Meslekte kıdem sırasına göre plaket verilmesi de ayrı bir değer taşıyor.
Türkiye Barolar Birliği ve Hatay Barosu’nun düzenlediği bu toplantıda bana sunulan plaket, baro
çalışanlarının ve meslektaşlarımın gösterdiği ilgi ve alaka, meslektaşlarımın samimi duygularını
içeren konuşmaları ve onlarla birlikte baro çalışanlarının sıcak sarılışları…
Baro tarihine böyle hatırlanarak geçmek…
Tüm bunlar beni kat kat duygulandırdı ve onurlandırdı.
Bir de şehir klübü garsonlarıyla tekrar bir arada bulunmak, onlarla sohbet etmek ve sorunlarını
dinlemek, çözüm yolları bulmak benim için ayrı bir önem taşıyor.

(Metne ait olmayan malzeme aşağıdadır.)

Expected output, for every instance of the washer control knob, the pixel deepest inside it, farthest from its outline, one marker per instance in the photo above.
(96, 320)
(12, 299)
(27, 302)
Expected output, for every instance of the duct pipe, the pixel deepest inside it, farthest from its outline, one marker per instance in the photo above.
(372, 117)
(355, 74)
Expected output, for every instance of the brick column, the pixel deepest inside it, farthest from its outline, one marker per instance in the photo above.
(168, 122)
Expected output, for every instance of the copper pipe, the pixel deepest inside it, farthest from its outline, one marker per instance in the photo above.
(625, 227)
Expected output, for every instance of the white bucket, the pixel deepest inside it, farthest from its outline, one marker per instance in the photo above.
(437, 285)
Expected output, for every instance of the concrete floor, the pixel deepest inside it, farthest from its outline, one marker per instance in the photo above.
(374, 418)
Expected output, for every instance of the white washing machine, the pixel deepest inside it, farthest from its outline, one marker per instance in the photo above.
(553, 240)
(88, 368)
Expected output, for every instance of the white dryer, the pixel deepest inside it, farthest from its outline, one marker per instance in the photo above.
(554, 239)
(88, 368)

Onların her zamanki gibi samimi davranışları ve bana ikramda bulunmaları beni çok duygularındı
ve gözlerimi doldurdu.
İşte bugün yazımı böylece tamamlamak istiyorum.
Bir kısmı benimle ilgili,
Bir kısmı Hatay’la ilgili,
Bunları bir araya getirerek yazımın sonuna geldim.
Bugün de böyle olsun, gönüller neşeyle dolsun.